I would rather someone read awful crap than not read anything at all.  Of course, in a perfect world, students would read amazing books instead, and get a terrific book addiction and then the world would be populated with more readers no child anywhere would ever have to hear, as I did: "Why don't you get a life instead of reading all the time?"

Books that Make Reading Fun
1. The Last Unicorn by Peter S Beagle.
 "The unicorn lived in a lilac wood and she lived all alone."  This is the most perfect opening sentence to one of the most beautifully written books I've ever read.

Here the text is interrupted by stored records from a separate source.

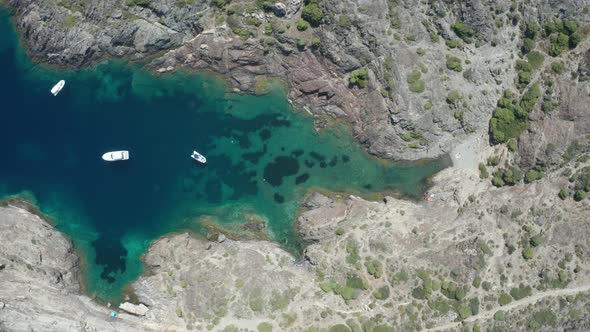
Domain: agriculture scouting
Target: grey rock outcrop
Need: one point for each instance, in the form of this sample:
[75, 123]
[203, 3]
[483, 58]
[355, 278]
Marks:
[40, 288]
[389, 39]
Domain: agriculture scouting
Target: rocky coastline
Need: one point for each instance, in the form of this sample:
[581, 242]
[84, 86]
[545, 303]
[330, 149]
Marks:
[500, 251]
[364, 258]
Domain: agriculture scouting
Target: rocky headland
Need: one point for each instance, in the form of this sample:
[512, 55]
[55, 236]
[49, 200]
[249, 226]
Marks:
[499, 244]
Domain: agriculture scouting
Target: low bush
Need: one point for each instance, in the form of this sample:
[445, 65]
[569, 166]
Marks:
[302, 25]
[520, 292]
[535, 59]
[312, 13]
[563, 194]
[454, 44]
[416, 84]
[454, 63]
[557, 67]
[533, 175]
[359, 77]
[483, 171]
[464, 31]
[504, 299]
[500, 315]
[579, 195]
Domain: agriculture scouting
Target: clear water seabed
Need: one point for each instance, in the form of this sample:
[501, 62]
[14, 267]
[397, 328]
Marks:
[262, 158]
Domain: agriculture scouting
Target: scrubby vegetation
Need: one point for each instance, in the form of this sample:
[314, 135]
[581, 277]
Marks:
[145, 3]
[416, 84]
[510, 119]
[359, 77]
[464, 31]
[454, 63]
[312, 13]
[562, 35]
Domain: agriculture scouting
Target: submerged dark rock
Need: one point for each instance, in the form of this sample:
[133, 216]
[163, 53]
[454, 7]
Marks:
[280, 167]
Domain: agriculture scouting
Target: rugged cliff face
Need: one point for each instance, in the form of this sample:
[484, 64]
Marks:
[473, 256]
[415, 79]
[387, 67]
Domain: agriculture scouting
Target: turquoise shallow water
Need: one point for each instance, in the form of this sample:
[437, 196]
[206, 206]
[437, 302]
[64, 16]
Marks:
[262, 158]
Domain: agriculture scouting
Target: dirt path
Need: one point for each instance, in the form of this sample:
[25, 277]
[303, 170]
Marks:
[512, 305]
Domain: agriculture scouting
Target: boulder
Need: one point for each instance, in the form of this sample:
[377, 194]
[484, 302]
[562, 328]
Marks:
[280, 9]
[134, 309]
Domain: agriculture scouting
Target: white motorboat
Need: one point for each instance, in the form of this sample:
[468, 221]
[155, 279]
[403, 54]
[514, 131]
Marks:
[116, 155]
[198, 157]
[57, 88]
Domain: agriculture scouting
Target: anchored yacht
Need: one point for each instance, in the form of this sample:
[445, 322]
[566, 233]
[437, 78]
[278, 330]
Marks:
[57, 88]
[198, 157]
[116, 155]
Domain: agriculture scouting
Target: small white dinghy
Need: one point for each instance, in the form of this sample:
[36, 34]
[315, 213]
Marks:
[198, 157]
[57, 88]
[116, 155]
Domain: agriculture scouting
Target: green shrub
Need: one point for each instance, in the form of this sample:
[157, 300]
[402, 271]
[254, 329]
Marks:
[453, 98]
[454, 44]
[557, 67]
[374, 268]
[579, 195]
[527, 45]
[483, 171]
[264, 327]
[359, 77]
[416, 84]
[533, 175]
[522, 65]
[504, 298]
[563, 194]
[252, 21]
[454, 63]
[521, 292]
[512, 144]
[535, 59]
[476, 282]
[312, 13]
[69, 21]
[528, 253]
[536, 240]
[497, 181]
[530, 98]
[464, 312]
[217, 3]
[500, 315]
[532, 30]
[575, 39]
[524, 78]
[382, 293]
[505, 125]
[414, 76]
[339, 328]
[464, 31]
[344, 21]
[301, 43]
[493, 161]
[302, 25]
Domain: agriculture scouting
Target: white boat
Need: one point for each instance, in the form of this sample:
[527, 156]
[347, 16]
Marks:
[198, 157]
[57, 88]
[116, 155]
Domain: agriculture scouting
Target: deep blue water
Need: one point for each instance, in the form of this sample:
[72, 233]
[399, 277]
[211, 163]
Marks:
[262, 158]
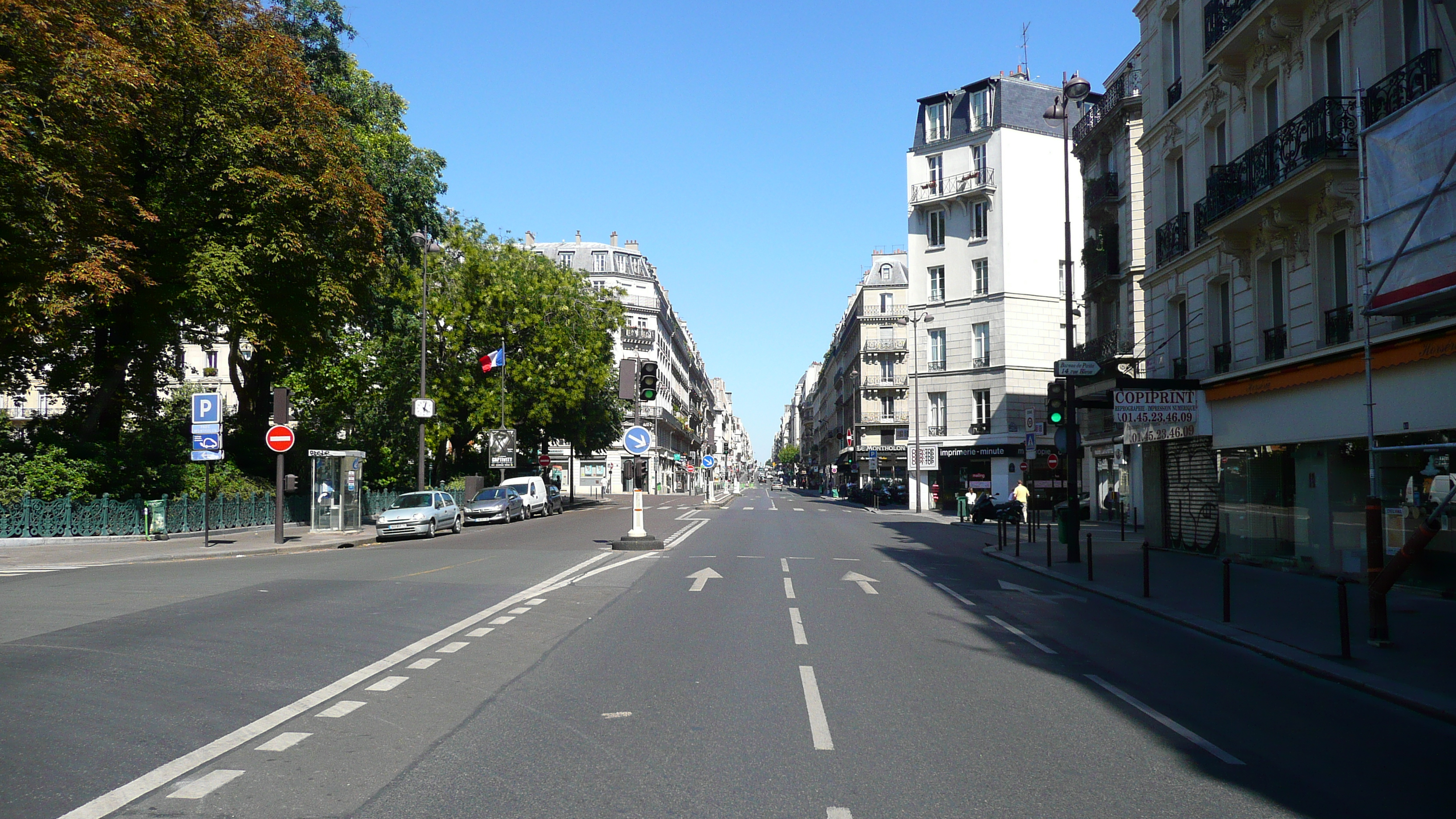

Boys - have no fear!  She might be a unicorn but her adventures are filled with anything but rainbows.  There are harpies and witches and demon bulls and talking skeletons and a cursed castle.  As a bonus, it's a deeper book than it seems on the surface, including lovely passages about responsibility, fate, and immortality. 

2. Lamb by Christopher Moore
By all rights, the religious right could have taken arms up against this book, but it seems the reading public took it for the lighthearted joke it was intended to be and have been keeping it in print for years.  There's even a special edition that looks like a Bible.  There are so many jokes and puns it's hard to keep track of them all.  Basically, it's Life of Brian except it is really about Jesus.  There just isn't enough satire in school curricula.

3. Ender's Game by Orson Scott Card
I'm sure there are kids who would read this for fun anyway - or who already have.  Why not discuss some of the other things in it, like the morality of what the adults are doing, the dubious benefits of waging war, the global population issues, guilt vs innocence.  Yes, it's a story about games, aliens, and spaceships, but it's also about a lot more. 

Books with Female Protagonists that Boys Will Root For, Too
5. Graceling by Kristin Cashore
You knew this was going on the list, right?  I think this is an important evolution in YA literature simply because of the way the female protagonist interacts with other women and because of the way that the male lead responds to her (superior) prowess - with respect instead of intimidation.  There is a rather pervasive yet not ham-handed feminism throughout the story, and no one should object to the ideas Cashore presents.

6. Bloody Jack by L. A. Meyer
Sometimes you want to smack Jack (aka Mary Faber) around for making ridiculous decisions and then having to face the consequences, but in this first book, it's all about the Age of Sail and the domination of the British Empire.  There's a healthy dose of history here served up alongside all the hijinks.  The series goes on for (at this time) eleven books, giving readers more and more stories to devour.

7. A Northern Light by Jennifer Donnelly
Along with the protagonist who needs to get out of her backwater home, there is a murder mystery going on based on An American Tragedy by Dreiser.  A books about a book about a real murder.  Excellent.

And finally, the "Precautionary Tale"Book
8. Twilight by Stephenie Meyer.
Love it or hate it, I feel like young women (and probably the young men, too) should be forced to read this series with a counselor who can explain why this is not romantic, and if your S.O. ever does anything like this in real life, you are probably in an abusive relationship. 

Confession:  Labor Day has thrown me for a loop and I almost forgot to post something today.  Whoops!